Man stelle sich ein Leben vor ohne Geschmack, Aromen und Texturen; ohne Überraschungen und Schönheit. So würde es mir gehen – ohne die Möglichkeit, mit Lebensmitteln zu arbeiten. Als Koch ist man immer der Schüler. Es gibt einfach so viel zu lernen. Wenn man Fleiß und Arbeit in das Kochen steckt, ist eine Belohnung garantiert: Ein zufriedener Gast.
Als Koch ist man auf sich selbst angewiesen. Der eigene Wissensdurst, sich selbst jeden Tag auf’s Neue herauszufordern und Neues zu lernen, treibt einen an und lässt einen Tag für Tag besser werden.

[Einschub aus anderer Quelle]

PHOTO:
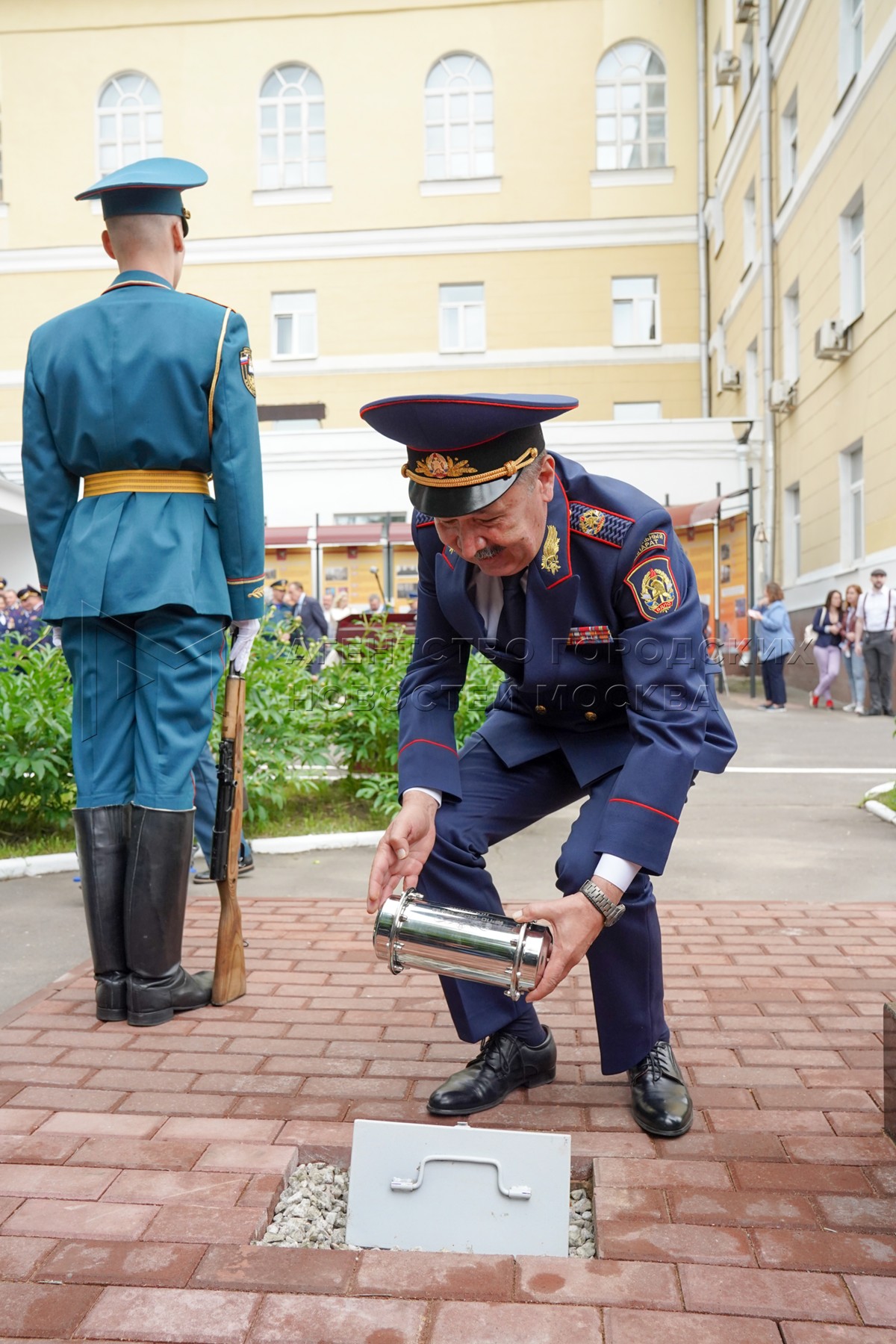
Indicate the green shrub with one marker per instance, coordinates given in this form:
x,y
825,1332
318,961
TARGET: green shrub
x,y
37,784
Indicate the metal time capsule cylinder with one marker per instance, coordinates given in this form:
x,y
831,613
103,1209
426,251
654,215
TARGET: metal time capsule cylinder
x,y
464,944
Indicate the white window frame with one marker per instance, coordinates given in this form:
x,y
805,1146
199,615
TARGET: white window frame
x,y
462,307
852,40
637,302
793,532
635,413
144,102
852,507
790,334
618,84
467,134
788,167
293,304
852,260
308,168
748,208
753,401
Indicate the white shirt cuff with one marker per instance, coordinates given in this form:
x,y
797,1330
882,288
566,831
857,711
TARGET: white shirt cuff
x,y
621,873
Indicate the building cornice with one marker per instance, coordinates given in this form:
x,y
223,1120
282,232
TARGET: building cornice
x,y
428,241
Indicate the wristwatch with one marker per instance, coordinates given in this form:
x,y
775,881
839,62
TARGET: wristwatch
x,y
602,902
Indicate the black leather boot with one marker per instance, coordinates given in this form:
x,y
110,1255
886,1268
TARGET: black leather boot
x,y
155,907
101,838
503,1065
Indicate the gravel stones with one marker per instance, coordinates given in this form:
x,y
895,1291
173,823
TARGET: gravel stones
x,y
314,1207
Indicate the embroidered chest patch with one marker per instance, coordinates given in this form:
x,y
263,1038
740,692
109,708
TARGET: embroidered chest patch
x,y
598,523
655,588
246,369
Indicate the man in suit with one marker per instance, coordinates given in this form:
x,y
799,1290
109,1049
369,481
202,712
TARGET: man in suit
x,y
312,626
576,588
143,393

Ich habe mal gelesen: Wenn man einen Beruf findet, den man liebt, muss man keinen Tag mehr arbeiten. Ich denke, da ist was dran. Ich bin sehr dankbar dafür, dass ich einen Beruf gefunden habe, der mich mein Leben im Einklang und in Ausgewogenheit mit meinem Handwerk leben lässt.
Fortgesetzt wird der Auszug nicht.